Central Asian Neighbors Seek Calm After Border Violence
August 05, 2015
CHORKUH, Tajikistan -- Kyrgyzstan and Tajikistan have deployed troops and dispatched officials to a volatile frontier region where two days of violence highlighted combustive tensions in the borderlands of ex-Soviet Central Asia.
The August 3-4 clashes between residents of border villages left several people injured, including some severely wounded by gunfire, and raised fears that violence could spiral out of control.
Jittery governments in the national capitals, far from the remote border area, sent officials who started a two-day meeting on August 5 in a bid to ensure that there is no escalation.
Officials called for a clearer demarcation of borders between countries that were both part of the Soviet Union less than a quarter-century ago.
But there were no easy recipes to eradicate tension in an area where simmering disputes over access to water, roads, and land have frequently erupted into violence in recent years.
The latest conflict broke out on August 3 between residents of Kok-Tash, a village on the Kyrgyz side of the border, and the village of Chorkuh on the Tajik side.
Authorities said Tajiks blocked a road, preventing Kyrgyz from reaching a local cemetery that the Tajiks say belongs to their community. Kyrgyz then blocked the flow of water to the Tajik village.
Verbal arguments quickly spiraled into violence, with dozens from both sides throwing stones at each other.
Several people from both sides were injured and windows of houses and cars were smashed by rocks.
Stone-throwing continued on August 4 and tension increased when gunfire was heard in the area, with each side blaming the other for the shots.
An RFE/RL Tajik Service correspondent at the scene, Farzon Muhammadi, says four Tajiks were taken to the village hospital in Chorkuh with gunshot wounds.

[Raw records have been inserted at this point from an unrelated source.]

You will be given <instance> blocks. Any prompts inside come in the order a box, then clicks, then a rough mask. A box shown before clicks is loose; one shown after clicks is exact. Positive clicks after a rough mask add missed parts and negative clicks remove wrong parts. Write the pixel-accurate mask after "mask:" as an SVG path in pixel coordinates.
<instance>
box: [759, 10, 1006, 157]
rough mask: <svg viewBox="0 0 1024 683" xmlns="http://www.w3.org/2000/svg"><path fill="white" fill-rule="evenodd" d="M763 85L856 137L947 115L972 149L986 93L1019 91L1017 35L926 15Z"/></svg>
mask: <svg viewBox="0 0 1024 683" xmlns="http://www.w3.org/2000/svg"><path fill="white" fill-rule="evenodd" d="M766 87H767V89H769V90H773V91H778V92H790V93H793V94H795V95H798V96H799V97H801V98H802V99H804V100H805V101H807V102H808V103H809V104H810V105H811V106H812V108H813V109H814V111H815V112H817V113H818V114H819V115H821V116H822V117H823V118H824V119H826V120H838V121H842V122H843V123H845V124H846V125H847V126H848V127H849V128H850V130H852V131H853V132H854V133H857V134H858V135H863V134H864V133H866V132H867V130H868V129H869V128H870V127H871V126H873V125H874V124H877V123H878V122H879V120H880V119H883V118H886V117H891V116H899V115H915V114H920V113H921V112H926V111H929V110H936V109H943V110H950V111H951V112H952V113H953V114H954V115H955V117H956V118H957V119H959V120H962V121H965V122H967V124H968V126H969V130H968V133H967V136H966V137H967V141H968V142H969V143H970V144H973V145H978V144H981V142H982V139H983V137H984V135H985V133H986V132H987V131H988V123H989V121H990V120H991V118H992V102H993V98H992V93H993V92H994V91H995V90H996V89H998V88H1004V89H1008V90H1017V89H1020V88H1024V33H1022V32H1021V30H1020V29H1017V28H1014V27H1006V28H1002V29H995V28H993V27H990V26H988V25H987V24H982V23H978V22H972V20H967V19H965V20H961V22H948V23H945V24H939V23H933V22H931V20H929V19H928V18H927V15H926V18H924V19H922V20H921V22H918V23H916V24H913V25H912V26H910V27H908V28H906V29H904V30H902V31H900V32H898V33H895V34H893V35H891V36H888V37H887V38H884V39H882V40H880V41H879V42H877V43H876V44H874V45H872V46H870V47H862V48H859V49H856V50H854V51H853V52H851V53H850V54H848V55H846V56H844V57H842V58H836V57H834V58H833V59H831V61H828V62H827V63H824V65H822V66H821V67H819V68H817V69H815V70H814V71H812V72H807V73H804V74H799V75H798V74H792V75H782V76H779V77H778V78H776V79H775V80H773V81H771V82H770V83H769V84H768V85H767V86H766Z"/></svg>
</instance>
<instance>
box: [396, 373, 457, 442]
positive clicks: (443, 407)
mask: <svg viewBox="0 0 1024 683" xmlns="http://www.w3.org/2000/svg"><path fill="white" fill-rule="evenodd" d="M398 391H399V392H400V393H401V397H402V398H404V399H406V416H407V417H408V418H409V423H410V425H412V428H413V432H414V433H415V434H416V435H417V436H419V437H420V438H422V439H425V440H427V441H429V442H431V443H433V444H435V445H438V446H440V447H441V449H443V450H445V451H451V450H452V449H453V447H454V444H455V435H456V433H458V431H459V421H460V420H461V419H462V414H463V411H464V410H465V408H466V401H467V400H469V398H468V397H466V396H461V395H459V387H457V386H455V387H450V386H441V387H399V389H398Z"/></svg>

'One of the injured has been discharged but three others with more severe injuries were transferred to the regional hospital for treatment,' Muhammadi said.
Kyrgyz officials say no one from the Kyrgyz side sustained gunshot wounds, but that six or seven people were hospitalized with injuries following the stone-throwing.
Dozens of border guard troops and police were deployed in both villages.
'The situation appears to be calm now but armed troops are seen on the streets,' Muhammadi reported on August 5. He said that officials from the central and local governments were meeting in the center of Chorkuh.
Bishkek and Dushanbe have held a series of high-level meetings to address the long-standing cross-border tension between Kyrgyzstan's Batken and Tajikistan's Isfara districts.
Skirmishes usually involve residents but sometimes they lead to exchanges of fire between border troops.
Several members of security forces from both sides were injured in cross-border shooting in July 2014, part of an outbreak of violence sparked by a controversial water pipeline project. A Tajik national was reportedly killed in that conflict, which the two sides blamed on each other.
Raimberdi Duyshenbiev, the head of Kyrgyzstan's state border service, told RFE/RL's Kyrgyz Service that 'the border needs to be clearly defined' to prevent future tensions.
'The border should be determined, especially, in the disputed areas, where incidents frequently occur,' Duyshenbiev said.
'The issue of water, land parcels, and grazing lands still remain unresolved. Conflicts usually arise over these issues,' he said.
'We need to reassure local residents that these issues will be resolved with efforts from both sides,' he added.